Las lágrimas afloraron. Ardientes como ácido. Desgarrando su alma. Riannon aep Caellys lloró.

-Quiero volver a verlo...

-Pero él está muerto, ¿verdad? - preguntó Zaartar. Rennan asintió, tan solo una vez - Será difícil. Será doloroso. Volver al principio. Todo tu poder... todo lo que eres... desaparecerá. Pero... tendrás tu oportunidad de recuperarlo todo, si así lo deseas. De volver a ser quien eras.

-Sí, lo deseo - suplicó Rennan - Por favor.

Zaartar asintió, y entonces, la magia la golpeó como un torrente. Rennan perdió el equilibrio, y luego sintió como el poder del viajero la desgarraba, lentamente, molécula por molécula. Sintió los hilos de su historia rompiéndose. Sintió las cadenas del tiempo dilatándose y quebrándose. Un remolino de colores la envolvió. Imágenes. Recuerdos. Sonidos. Olores. Distantes provincias, viajes interminables. Su búsqueda insaciable por el conocimiento, y la magia evaporándose, abandonándola, despojándola de su poder, y de su nombre. De quién era.

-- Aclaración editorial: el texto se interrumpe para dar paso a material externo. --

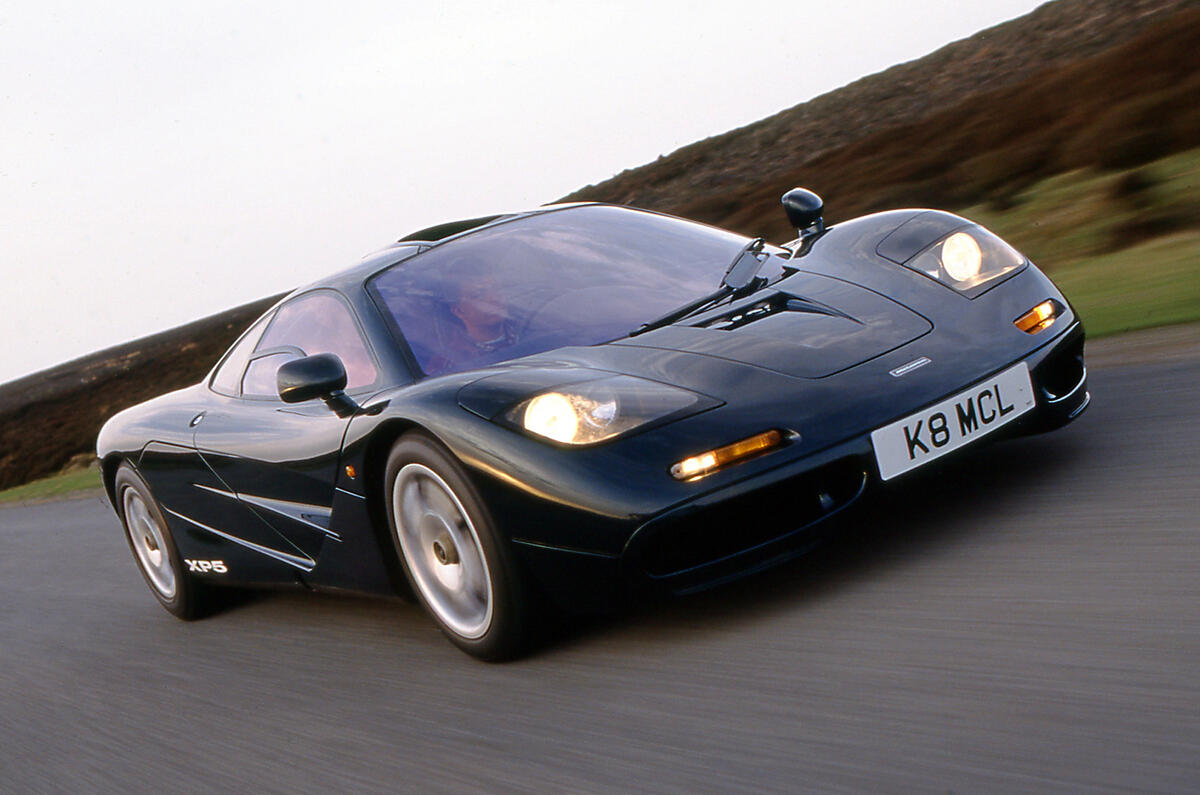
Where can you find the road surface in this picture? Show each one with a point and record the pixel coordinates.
(1027, 620)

-Adiós, Rennan, la Tejehechizos - la despedida de Zaartar la sacudió, y entonces, la corriente de la magia la arrastró.

Sintió su piel apretando contra sus huesos. Y sus huesos encogiéndose. Su busto desapareció, las curvas de su cuerpo, desfiguradas. El dolor fue increíble, interminable. Eterno sufrimiento. Gritó, pero su voz ya no era su voz, y su mente ya no recordaba porqué estaba allí. No recordaba nada. Ni siquiera su nombre. Y el remolino la arrastró, y se la llevó hacia la oscuridad.

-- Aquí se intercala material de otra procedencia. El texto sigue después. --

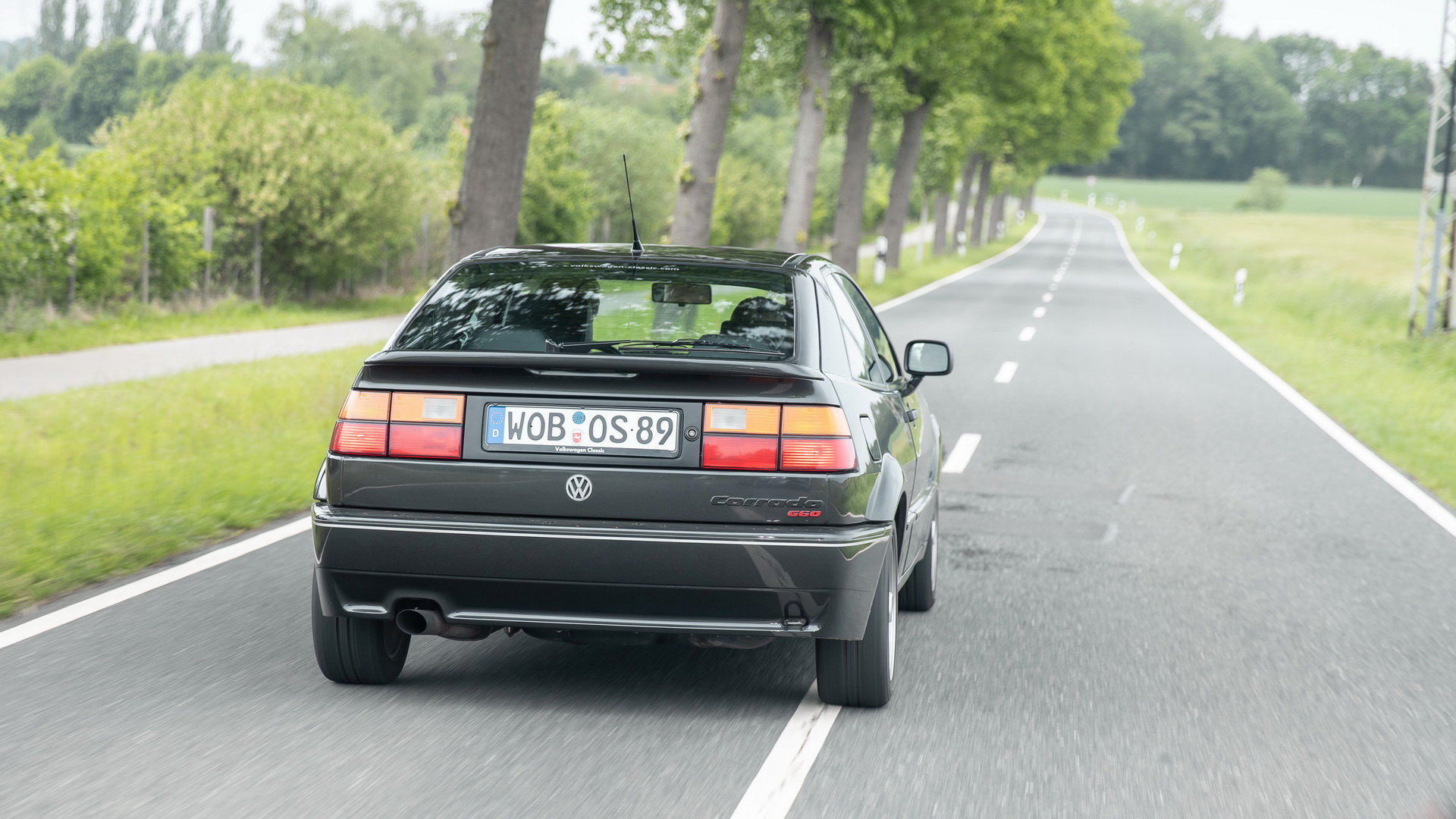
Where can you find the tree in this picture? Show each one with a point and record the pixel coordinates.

Y cuando Riannon aep Caellys despertó, lanzó un alarido. Miró a su alrededor, confundida. Estaba en su habitación. Sus juguetes y muñecas la miraban sonrientes desde los estantes, iluminados por una tenue y cálida luz rosada, que salía de un pequeño orbe colgado del techo. Saltó de entre las sabanas. Su pequeño cuerpecito golpeó con torpeza el suelo, se resintió por la caída, mas, a pesar del dolor, y con temblorosos pasos avanzó decidida y con dificultad, tanteó la puerta hasta alcanzar el picaporte. Salió hacia un oscuro y pequeño corredor, al final del cual, una luz ambarina se escapaba por la rendija de una puerta. Corrió hacia la luz, corrió como nunca jamás había corrido en su vida, llena de esperanza y anhelo.

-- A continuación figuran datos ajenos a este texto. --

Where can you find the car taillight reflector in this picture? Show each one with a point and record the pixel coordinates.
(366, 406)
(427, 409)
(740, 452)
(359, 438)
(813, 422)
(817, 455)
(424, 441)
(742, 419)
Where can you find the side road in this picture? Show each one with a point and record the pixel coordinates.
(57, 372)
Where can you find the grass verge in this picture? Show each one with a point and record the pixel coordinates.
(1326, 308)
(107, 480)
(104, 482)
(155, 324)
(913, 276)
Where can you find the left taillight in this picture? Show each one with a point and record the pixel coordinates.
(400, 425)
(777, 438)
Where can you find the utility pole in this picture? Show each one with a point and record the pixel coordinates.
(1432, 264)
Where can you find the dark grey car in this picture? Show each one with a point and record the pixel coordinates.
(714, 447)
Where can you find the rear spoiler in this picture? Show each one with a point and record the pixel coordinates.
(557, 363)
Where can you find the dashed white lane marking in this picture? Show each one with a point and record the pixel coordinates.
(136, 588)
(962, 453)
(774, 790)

La puerta chirrió levemente al empujarla, y su manita sintió el cálido roce del fuego crepitante incluso antes de distinguir la estufa. Allí, en la habitación solo había una cama, una biblioteca y un escritorio con una silla. Y sentado sobre la silla, dormitando, se hallaba un hombre, perdido entre pergaminos y tomos apilados sobre la mesa, y desparramados por el suelo. Dio un paso tentativo, y luego otro, las lágrimas corriendo como ríos salvajes por sus mejillas rosadas. Aferró con su manita la túnica del hombre. No era una ilusión, podía sentirlo, era real. Lloriqueó, y el hombre salió de su ensueño. Alzó la vista del pergamino y la vio allí de pie, esperando. Una sonrisa ilumino el rostro del hombre, y unas manos grandes y fuertes la alzaron, sentándola sobre su falda.

-Mi niña, mi Riannon, ¿has tenido una pesadilla? - preguntó su padre.

Riannon asintió, y se abrazó con fuerza a su padre, prometiéndose a sí misma que nunca más se separaría de él.